UM has not commented publicly on the situation yet, but the Miami Herald reported that Armstrong's dismissal had to do with an interaction with a booster that he discussed on Twitter last month. If so, that would be the third time Armstrong had found himself in hot water in the past year.
Armstrong was suspended for the first four games of the 2011 season for accepting impermissible benefits from disgraced booster Nevin Shapiro. The Canes are still under an NCAA investigation for the Shapiro affair.
Later in the season, Armstrong was suspended for the FSU game after tweeted a photo of his meal while dining with a PR professional at Prime 112 in Miami Beach. It appears Armstrong has swung at his third strike.
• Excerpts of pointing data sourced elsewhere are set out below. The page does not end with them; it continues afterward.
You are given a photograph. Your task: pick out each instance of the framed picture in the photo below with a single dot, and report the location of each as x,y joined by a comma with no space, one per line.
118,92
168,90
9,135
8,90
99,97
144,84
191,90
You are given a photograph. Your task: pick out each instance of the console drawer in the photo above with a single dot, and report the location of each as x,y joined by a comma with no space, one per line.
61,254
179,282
Canes fans had high hopes for Armstrong when he signed with the U out of Seminole High School in Sanford, Florida. Rivals.com ranked him the 13th best recruit in the country in 2009, and top safety overall. Having idolized former UM great Sean Taylor, Armstrong wore Taylor's number 26 with the Canes.
But Armstrong failed to live up to those big expectations, like many Canes recruited during former coach Randy Shannon's tenure. In parts of three seasons, he made 4 interceptions, returning one for a touchdown, with 10 passes defended. In 2011, he made 34 tackles with one interception in seven games.
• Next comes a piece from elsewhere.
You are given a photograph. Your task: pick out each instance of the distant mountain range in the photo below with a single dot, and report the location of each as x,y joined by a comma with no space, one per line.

With UM still under investigation by the NCAA, head coach Al Golden clearly feels the headaches stemming from Armstrong's behavior are not worth whatever contributions he can make on the field. This is underscored by the fact that UM placed no restrictions on Armstrong's transfer rights (often schools will prevent their players from transferring to a school in the same state or conference).
Armstrong had considered foregoing his senior season and declaring for the NFL Draft after last season, but decided to stay even as four other underclassmen left UM early.